Wednesday 18 July 2012

Much ado about very little

Later today, our legislature in Cardiff will be debating a motion of no confidence in the Health Minister.  Given the respective size of the party groups, it’s likely to be a close vote, but unless there is an element of “differential absenteeism”, it’s a motion which will not be passed.
There’ll be quite a lot of huffing and puffing as the various opposition AMs rise to their hind legs to express their outrage.  It’s at least possible that there will be an occasional instance of genuine outrage, but most of it will be manufactured especially for the occasion – or rather in the hope of getting a brief clip into the BBC report on the debate.
Ultimately, the vote is about one of those monumental irrelevances of which politicians of all shades seem so fond, but which are a real turn off for the rest of us.  Because they’re not debating the threat – whether real or imagined – to local hospitals, nor even the principle as to whether service configurations (the posh euphemism for changes to what hospitals do) need to be made.
No, they’re debating whether or not the government might have done what all known governments in all known countries have done on a regular basis – try to influence the conclusions of an external report to justify their own actions.  And the evidence that the Minister herself was involved, even if such an attempt was made, is rather less than flimsy.  It's a 'bubble' debate of classic proportions.
It’s just as well, of course, that they’re not actually debating the substance of any proposed or mooted changes to the health service in Wales, because the only thing that unites the opposition parties when it comes to the substance is opposition to what Labour propose - whatever Labour might propose.  (And, in the interests of fairness, I think we can say that were there to be a non-Labour Government proposing the same, or indeed any, changes, then Labour would be equally opposed).
Whilst the three opposition parties are all against Plan A, the chances of them ever agreeing on a Plan B are slim, to say the least.  (And that doesn’t only apply in the field of health care.)
In that context, one has to wonder about some of the calls recently for the three opposition parties to work more closely together in the Assembly.  To what end?  It might make for more exciting television news bulletins, and give print reporters something to write about as they try to hype up the drama around the at-best theoretical possibility of a government defeat, but what would it actually achieve?
The only obvious outcome that I can see is to confirm Labour’s narrative that everyone is either with them or with the Tories.  That certainly helps Labour electorally; and it may even help the Tories by painting them very clearly as the main opposition.  But it doesn’t obviously help either Plaid or the Lib Dems - let alone the electorate.  And it tells us little or nothing about any alternative proposals.
The hope of many of those of us who spent so much time and effort arguing for a new democracy in Wales was to build a different type of institution, not merely to ape the confrontational style of Westminster.  It seems, however, as though many of our AMs, aided and abetted by the media, who are pursuing their own need for something less anodyne to report, are intent on creating a Westminster writ small.  But even Westminster could find a better subject for a motion of no confidence than this one.

4 comments:

Anonymous said...

The question for me is how credible is the reports author
if we are pinning reform on what he says he is the one who should be in the spotlight
The minister is an irrelevance.

Anonymous said...

I agree that it would be better to dicuss the principles of the report, however I am disapointed that you are so dismissive of this No Confidence Vote.

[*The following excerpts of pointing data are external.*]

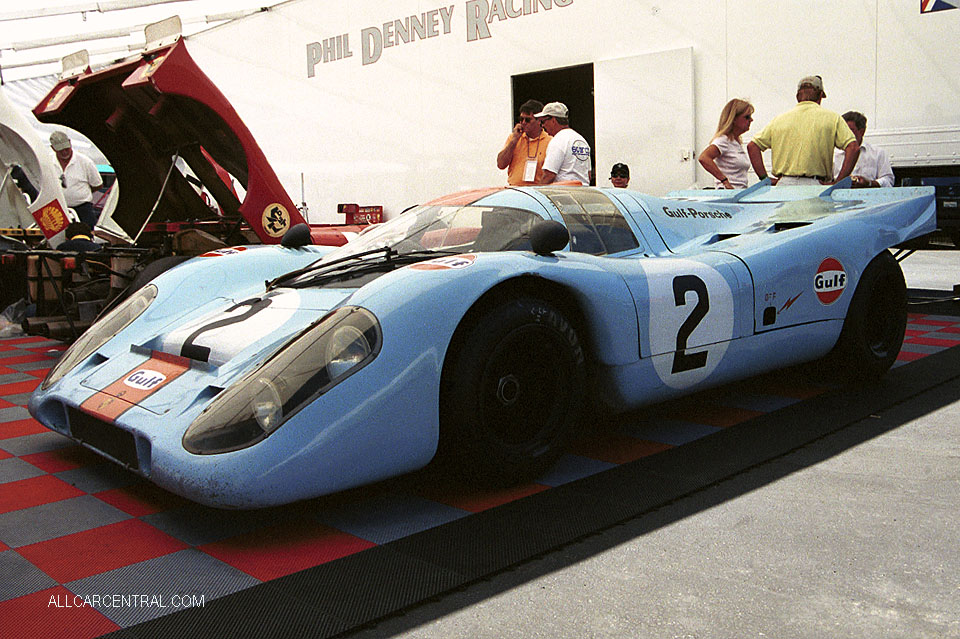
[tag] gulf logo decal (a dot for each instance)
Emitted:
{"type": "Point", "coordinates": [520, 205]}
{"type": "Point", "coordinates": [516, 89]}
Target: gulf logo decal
{"type": "Point", "coordinates": [829, 281]}
{"type": "Point", "coordinates": [445, 263]}
{"type": "Point", "coordinates": [135, 386]}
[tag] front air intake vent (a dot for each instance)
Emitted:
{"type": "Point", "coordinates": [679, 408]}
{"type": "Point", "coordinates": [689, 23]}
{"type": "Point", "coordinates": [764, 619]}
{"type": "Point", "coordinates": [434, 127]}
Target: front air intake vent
{"type": "Point", "coordinates": [106, 438]}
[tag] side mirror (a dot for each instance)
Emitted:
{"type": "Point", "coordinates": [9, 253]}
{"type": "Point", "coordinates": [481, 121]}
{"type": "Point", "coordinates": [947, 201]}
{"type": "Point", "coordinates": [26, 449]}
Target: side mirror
{"type": "Point", "coordinates": [296, 236]}
{"type": "Point", "coordinates": [548, 236]}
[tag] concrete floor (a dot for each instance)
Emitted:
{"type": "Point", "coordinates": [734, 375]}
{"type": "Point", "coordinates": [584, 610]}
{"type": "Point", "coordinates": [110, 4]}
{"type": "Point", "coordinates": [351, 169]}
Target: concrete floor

What other form of censure have they got? How else can they hold the Government to account and ensure that they cannot continue to mislead the electorate?

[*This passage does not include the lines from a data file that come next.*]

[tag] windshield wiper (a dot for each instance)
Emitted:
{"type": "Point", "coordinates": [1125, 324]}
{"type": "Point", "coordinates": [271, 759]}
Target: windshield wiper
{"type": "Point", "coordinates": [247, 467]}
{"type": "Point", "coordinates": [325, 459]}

If the opposition parties were not to go ahead with the vote of no confidence, then the minister would justify centralisation by claiminig that it was an independent report.

They can't be allowed to mislead (lie) like this and think that they can get away with it.

Anonymous said...

"what all known governments in all known countries have done on a regular basis – try to influence the conclusions of an external report to justify their own actions"

I don't agree with at comment, John. When Elin Jones commissioned scientific reports on the badger cull issue, she did not seek to influence the 'reports', despite various protagonists having pre-disposed views. Scientists were not cajoled or manipulated and the resulting recommendations did not necessarily conclude what was most convenient for the politicians. In fact, the opposite was the case. Such was the lack of political meddling, the scientific reports were self standing and independent, and seen to be so. It took over a year of procrastination for the new administration to find a way to 'reverse the science', with dose of fudge.

John Dixon said...

Anon 1,

I'll come back to the question of 'holding the government to account' and what alternatives there are in a fresh post; it deserves a fuller response than a quick comment here.

On the question of whether the report is or is not 'independent', which was the casus belli for the no confidence motion, I'm simply not convinced that the smoking e-mails proved anything at all.

Anon 2,

I said that all governments do it, I didn't say that all governments do it all the time, only regularly. Identifying a single instance of one government not doing it doesn't disprove the general.